Deparamo-nos com esta tensão logo no início da exposição, quando confrontados com uma imagem que nos é familiar: o jogo do mais forte e a luta pela resposta mais eficaz às necessidades elementares. Trata-se de um vídeo em loop que capta a pulsão social, neste caso, de um bando de pombos que se movimenta no espaço. Contudo, só há movimento se houver espaço e quando o espaço é reduzido os corpos ajustam-se, comprimem-se, limitam-se ao que lhes é possível. A imagem que surge é babélica, quase claustrofóbica: todos os corpos alados competem por um lugar. Estes cruzam-se, empurram-se e atropelam-se. São presença e limite.
No centro – que só se revela pelas extremidades que o delimitam – encontram-se dezoito chapas de chumbo laminadas. Sóbrias e discretas, estas assemelham-se a abas metálicas que, mais do que assentar no chão, o trespassam. A sua estrutura não se ancora em nenhum suporte visível, mas tal ausência não se traduz em instabilidade ou vulnerabilidade. A sua densidade parece bastar. Contudo, a opacidade própria do chumbo desemboca na leveza do inox, que, quase invisível, reflete o pavimento. Esta solução formal obriga o espectador a baixar-se, a alterar o seu ponto de vista e a aproximar-se daquilo que o sustenta. Com variações dimensionais e espaciais, as chapas instauram um eixo visual curvo e indiciam um caminho. A sua presença implica uma praxis, uma escolha: é necessário interceptar uma das suas margens para nos aproximarmos das duas obras que restam. Interromper, contornar ou arriscar é, assim, inevitável.
Na parede que assinala o fim do percurso encontramos uma delicada composição de penas de pombo, embebidas em cera de abelha e organizadas com uma precisão que parece evocar um voo coletivo. Se no início da exposição o corpo dos pombos se impunha com desordem, chegado este momento a sua presença é sugerida por ausência: não os vemos, mas adivinhamo-los. O seu voo está suspenso.

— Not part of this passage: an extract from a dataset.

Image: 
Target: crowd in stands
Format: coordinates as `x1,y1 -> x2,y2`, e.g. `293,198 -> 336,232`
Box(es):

Assim, entre o que é arquivo, ou memória, e atual, ou presença, conta-se a história de um lugar. E talvez esta coisa a que chamamos comum seja precisamente o espaço no qual se dá a história, aquilo que está entre nós, esta matéria sensível que nos aproxima. Porém, mais do que uma narrativa, aquilo que verdadeiramente ressoa é o binómio corpo-espaço: corpos em espaços, espaços em corpos. E é justamente neste ponto que o trabalho de Hélder Folgado se inscreve: dar a pensar o espaço não como dado, mas como tarefa.
Coisa Comum, de Hélder Folgado, está patente no Sismógrafo, no Porto, até 24 de maio.